Tim sucks in a raspy breath and then another. He staggers toward the bathroom on shaky legs, clawing at his own shirt to get it off. All he can think of is that maybe the cold water will soothe the burning, just a little.
He can't seem to get the shirt to come free, though — can't seem to make his fingers listen to him enough to undo the buttons.
He doesn't care. He doesn't care, he doesn't care, he doesn't care — he stumbles into the shower fully clothed and twists the cold water on full blast, huddling on the shower floor beneath the spray.
The water drips from his hair and from his face. He's shaking with it before long, but it doesn't help. However cold it is, he's still burning, and it doesn't help.
At some point, those frantic whines just aren't enough anymore.
At some point, Tim starts to scream.
Distantly, he has the presence of mind to think that it really is a good thing there's no one in the house to hear him.
It turns out he needed that failsafe, after all.
Bruce is watching him, out of the corner of one eye.
Tim thinks that if he wasn’t quite so alert to adults observing him — judging him — he might not even have noticed. It's pretty subtle.
He adjusts his posture anyway, from straight to social-event-perfect, and he carries on typing at his laptop.
Bruce doesn't say anything for so long that Tim thinks he isn't going to, after all.
Then, finally, the question comes. "Late night?"
Tim resists the urge to reach up and press his fingers to the places under his eyes where the dark circles are a perpetual hallmark of sleepless nights. He'd applied concealer this morning, but he hadn't reapplied it before patrol. Sometimes it doesn't hold up very well under the domino, if it isn't fresh when they hit the streets.
"I had a report due in history," Tim lies, and he keeps typing.
Bruce makes a noncommital sort of grunt.
The silence stretches so long that Tim thinks the conversation is over.
"Say something, next time." Bruce has turned around in the chair to look at Tim head on, and he feels the attention like a sheet of lead weighing him down. "We could have come back in sooner."
Tim hears what he doesn't add.
He hears his mother's voice, saying, "Honestly, Timothy, there isn't any excuse for not keeping your grades up."
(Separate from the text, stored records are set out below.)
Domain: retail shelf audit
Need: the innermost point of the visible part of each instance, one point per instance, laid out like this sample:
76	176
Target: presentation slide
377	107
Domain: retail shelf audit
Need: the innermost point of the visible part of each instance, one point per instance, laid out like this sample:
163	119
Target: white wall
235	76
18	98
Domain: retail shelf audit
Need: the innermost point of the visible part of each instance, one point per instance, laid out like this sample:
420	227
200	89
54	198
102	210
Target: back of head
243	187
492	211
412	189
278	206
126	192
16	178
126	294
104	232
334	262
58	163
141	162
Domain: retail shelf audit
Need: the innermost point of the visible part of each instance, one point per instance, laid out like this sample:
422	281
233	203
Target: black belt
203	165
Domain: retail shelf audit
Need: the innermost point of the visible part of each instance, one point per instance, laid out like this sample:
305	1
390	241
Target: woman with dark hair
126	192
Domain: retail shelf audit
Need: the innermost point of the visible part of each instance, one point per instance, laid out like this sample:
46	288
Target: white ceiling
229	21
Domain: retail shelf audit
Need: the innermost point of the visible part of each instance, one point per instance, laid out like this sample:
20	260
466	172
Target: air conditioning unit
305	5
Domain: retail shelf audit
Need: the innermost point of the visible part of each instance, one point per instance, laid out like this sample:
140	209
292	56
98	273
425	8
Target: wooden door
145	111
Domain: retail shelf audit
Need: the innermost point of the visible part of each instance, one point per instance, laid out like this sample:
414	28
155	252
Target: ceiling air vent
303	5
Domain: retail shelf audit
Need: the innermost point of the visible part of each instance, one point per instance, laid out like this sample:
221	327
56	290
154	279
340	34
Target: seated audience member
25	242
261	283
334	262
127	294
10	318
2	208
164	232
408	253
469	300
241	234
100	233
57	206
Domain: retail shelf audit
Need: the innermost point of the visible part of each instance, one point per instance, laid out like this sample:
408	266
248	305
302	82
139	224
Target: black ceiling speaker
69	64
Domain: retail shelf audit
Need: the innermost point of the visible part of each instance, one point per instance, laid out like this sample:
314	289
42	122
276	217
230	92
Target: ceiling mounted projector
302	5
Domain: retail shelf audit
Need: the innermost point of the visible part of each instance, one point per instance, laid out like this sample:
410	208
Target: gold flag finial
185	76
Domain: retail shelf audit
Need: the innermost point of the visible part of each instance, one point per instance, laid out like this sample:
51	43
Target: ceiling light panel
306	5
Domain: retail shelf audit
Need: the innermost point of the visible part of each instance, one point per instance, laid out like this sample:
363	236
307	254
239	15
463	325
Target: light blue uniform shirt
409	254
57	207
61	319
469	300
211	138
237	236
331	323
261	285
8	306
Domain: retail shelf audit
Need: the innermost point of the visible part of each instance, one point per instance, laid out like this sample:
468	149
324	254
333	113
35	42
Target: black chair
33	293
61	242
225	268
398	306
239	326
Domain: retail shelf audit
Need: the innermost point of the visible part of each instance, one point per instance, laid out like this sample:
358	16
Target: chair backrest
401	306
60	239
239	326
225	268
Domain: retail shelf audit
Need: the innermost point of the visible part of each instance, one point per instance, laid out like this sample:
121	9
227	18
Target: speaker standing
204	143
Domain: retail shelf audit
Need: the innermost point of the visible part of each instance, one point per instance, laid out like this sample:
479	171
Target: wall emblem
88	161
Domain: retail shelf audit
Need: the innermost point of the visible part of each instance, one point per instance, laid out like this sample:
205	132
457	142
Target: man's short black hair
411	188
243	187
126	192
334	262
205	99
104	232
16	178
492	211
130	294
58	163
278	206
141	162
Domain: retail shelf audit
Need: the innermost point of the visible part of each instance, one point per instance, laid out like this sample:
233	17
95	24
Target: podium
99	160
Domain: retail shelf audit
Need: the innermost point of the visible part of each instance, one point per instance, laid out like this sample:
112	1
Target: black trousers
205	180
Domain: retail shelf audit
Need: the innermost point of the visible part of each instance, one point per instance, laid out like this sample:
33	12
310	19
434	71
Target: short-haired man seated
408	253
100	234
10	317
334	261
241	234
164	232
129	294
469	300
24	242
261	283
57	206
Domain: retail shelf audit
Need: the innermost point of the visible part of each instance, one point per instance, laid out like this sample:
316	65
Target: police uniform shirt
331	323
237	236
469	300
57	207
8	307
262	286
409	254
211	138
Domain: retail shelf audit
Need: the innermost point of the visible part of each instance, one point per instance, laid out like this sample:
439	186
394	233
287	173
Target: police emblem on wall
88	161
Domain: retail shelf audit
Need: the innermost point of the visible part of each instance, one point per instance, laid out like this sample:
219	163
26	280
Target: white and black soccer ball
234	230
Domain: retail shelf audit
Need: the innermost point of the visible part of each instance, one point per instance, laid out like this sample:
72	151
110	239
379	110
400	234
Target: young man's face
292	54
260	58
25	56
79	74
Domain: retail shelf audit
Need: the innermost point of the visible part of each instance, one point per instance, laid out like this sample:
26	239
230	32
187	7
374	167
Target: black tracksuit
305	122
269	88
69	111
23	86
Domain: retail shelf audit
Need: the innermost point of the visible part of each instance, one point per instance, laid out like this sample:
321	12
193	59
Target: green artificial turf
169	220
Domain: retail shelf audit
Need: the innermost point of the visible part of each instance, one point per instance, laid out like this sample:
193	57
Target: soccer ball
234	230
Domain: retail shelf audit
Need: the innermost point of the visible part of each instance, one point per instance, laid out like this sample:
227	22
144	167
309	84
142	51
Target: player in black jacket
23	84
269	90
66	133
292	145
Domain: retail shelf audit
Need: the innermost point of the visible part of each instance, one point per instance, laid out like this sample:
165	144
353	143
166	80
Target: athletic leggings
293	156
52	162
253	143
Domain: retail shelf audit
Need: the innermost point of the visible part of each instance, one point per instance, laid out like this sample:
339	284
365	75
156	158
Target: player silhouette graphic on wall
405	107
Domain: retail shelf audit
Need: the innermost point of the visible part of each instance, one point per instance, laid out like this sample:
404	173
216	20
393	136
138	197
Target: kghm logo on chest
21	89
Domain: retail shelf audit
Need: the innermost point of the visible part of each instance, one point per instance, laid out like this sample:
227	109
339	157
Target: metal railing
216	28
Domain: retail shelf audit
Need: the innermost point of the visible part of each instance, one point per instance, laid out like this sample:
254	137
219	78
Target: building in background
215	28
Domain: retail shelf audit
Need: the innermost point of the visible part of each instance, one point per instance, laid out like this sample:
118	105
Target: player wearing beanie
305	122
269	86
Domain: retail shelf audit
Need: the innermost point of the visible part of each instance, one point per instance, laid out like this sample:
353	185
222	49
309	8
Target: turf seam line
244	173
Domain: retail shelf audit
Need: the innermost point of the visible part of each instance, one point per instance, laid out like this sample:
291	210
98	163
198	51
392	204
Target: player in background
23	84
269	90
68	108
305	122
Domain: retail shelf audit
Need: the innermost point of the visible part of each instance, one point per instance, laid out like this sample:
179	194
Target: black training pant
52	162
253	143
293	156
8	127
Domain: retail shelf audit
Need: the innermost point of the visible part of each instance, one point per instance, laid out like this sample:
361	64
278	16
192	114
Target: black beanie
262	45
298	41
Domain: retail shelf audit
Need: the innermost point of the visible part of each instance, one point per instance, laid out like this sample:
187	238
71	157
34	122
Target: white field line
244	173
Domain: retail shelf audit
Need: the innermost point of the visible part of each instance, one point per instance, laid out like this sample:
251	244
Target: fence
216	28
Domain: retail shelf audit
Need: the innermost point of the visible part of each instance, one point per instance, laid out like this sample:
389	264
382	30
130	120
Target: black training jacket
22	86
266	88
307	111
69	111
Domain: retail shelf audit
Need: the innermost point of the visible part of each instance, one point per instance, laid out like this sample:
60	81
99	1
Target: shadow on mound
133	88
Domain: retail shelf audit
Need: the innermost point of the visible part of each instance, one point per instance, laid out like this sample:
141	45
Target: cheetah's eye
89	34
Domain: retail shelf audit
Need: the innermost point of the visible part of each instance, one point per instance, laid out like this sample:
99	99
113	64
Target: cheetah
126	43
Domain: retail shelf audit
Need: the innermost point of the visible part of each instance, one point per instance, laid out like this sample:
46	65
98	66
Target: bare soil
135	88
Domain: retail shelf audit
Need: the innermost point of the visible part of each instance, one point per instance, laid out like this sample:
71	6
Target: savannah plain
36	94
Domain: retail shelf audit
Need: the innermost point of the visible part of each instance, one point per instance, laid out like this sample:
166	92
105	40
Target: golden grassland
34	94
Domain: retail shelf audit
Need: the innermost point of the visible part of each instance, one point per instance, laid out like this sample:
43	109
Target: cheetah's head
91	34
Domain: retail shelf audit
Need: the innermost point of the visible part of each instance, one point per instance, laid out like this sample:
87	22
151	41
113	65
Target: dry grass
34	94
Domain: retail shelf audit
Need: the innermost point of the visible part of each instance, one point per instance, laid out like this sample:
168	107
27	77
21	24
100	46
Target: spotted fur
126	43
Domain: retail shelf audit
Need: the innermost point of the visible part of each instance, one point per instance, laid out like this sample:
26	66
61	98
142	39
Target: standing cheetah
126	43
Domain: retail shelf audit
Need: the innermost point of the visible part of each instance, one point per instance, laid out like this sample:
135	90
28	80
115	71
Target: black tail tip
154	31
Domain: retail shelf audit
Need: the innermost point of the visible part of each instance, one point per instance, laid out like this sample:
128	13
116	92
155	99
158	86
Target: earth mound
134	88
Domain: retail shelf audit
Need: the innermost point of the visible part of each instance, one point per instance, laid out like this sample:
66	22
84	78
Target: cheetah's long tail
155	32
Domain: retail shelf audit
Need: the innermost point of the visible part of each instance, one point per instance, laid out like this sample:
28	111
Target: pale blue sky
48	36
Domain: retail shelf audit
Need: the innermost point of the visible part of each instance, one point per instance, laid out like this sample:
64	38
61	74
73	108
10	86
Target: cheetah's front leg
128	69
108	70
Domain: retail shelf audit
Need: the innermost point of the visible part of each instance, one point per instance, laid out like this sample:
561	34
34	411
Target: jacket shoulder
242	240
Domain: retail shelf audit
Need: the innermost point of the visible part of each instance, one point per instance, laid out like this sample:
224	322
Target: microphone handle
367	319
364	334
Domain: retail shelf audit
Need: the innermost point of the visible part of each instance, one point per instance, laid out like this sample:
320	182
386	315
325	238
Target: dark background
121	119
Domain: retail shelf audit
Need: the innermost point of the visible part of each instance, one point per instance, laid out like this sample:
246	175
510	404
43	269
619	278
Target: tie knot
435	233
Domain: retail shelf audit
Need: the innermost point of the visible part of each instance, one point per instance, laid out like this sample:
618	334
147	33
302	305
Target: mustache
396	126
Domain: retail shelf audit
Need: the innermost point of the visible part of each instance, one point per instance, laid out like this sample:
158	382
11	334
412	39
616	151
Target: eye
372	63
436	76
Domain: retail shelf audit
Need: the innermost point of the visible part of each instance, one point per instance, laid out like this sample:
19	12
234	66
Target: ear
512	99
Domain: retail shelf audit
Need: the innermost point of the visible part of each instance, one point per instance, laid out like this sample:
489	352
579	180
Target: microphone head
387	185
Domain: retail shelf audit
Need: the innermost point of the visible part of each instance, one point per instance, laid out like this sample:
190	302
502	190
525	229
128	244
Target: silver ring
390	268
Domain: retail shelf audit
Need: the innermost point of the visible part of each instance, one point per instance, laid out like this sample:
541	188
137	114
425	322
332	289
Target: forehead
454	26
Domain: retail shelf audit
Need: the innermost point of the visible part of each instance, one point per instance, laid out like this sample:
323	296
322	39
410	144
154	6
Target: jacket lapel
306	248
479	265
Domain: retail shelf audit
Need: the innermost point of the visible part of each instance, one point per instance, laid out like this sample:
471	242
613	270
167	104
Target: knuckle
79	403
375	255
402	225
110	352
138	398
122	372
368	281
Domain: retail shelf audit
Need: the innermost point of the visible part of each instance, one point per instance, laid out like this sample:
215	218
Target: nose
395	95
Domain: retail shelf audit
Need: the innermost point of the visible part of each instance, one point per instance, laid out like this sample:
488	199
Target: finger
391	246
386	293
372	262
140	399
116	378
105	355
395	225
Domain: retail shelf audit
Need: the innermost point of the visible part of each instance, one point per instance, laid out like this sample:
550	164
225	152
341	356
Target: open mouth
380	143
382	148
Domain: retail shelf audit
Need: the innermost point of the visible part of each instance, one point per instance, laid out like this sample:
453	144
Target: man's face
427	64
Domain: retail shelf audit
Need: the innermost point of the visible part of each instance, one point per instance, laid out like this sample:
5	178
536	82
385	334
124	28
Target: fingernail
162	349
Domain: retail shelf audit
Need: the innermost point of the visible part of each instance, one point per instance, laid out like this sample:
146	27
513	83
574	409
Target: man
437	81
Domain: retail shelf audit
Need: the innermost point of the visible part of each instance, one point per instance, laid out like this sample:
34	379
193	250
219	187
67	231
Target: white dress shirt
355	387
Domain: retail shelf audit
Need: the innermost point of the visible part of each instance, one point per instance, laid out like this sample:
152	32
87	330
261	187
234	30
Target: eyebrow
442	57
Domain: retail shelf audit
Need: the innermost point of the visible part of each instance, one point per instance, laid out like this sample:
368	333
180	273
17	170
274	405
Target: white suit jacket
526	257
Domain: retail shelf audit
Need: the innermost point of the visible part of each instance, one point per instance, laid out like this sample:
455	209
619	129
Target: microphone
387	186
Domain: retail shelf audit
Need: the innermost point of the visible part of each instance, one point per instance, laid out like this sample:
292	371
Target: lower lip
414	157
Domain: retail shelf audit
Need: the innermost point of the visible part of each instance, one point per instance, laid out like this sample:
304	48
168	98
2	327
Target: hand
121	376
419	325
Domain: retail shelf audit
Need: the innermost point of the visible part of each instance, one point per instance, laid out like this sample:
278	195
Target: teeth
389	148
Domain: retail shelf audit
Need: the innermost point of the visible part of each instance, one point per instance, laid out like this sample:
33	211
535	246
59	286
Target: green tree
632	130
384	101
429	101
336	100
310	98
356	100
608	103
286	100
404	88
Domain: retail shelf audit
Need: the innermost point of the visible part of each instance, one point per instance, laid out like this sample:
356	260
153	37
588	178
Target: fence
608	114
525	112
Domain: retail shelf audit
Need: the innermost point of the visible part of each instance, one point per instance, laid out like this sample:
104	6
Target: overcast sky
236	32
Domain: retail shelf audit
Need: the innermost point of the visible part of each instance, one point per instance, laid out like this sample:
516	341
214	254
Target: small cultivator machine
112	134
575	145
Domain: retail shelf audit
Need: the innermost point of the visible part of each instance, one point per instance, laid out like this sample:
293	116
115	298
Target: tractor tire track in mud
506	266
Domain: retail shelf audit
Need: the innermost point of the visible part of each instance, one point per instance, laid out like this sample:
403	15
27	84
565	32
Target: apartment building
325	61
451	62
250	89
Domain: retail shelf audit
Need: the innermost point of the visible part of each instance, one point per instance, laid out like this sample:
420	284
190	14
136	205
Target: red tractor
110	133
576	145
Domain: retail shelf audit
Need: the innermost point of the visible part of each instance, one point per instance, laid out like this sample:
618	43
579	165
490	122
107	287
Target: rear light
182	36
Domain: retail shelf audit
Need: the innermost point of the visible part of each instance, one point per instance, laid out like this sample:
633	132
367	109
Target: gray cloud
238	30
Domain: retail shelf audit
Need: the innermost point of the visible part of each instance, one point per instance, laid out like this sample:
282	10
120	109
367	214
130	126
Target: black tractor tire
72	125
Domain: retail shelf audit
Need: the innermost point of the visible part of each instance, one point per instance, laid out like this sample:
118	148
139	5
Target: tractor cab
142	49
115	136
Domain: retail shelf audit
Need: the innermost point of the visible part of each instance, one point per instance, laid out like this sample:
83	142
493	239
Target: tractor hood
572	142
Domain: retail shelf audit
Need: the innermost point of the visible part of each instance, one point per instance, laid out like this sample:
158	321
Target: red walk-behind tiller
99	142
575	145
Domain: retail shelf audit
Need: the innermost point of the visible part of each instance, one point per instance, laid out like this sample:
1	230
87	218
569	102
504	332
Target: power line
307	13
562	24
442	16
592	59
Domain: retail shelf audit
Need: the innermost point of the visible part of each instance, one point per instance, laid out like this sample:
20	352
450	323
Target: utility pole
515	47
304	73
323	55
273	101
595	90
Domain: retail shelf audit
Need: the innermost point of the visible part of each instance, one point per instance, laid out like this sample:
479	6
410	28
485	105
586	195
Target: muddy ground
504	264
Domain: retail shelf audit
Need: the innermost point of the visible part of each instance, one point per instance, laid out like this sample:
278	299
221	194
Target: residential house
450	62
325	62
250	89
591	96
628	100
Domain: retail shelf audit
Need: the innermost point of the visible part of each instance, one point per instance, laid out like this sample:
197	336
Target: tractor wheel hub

Tim carefully resists the urge to ruin his posture by hunching in his shoulders. "I'm getting straight A's," he points out levelly.
Bruce has him fixed with a look that Tim isn't entirely sure how to parse.
"Still," says Bruce.
"It was a good report," says Tim. "I covered the way Lithuanian authors used to use metaphorical imagery to criticize the USSR government. It was how they got around censorship restrictions."
Tim may not have written the report, but he did read an article or two on the subject, just recently; he may have fallen down a rabbithole about it last week. It was a fascinating look at codes and double meanings. He'd had the Riddler in mind, while he was paging through.
"Not the point, Tim," says Bruce, and turns back around to face the computer.
He doesn't say anything other than that, even when Tim waits for him to elaborate.
After several long moments of sitting there, staring at the back of Bruce's chair, Tim shrugs and gets back to his research.
He'll just have to remember to re-up his concealer after inoculation nights from now on. That's all.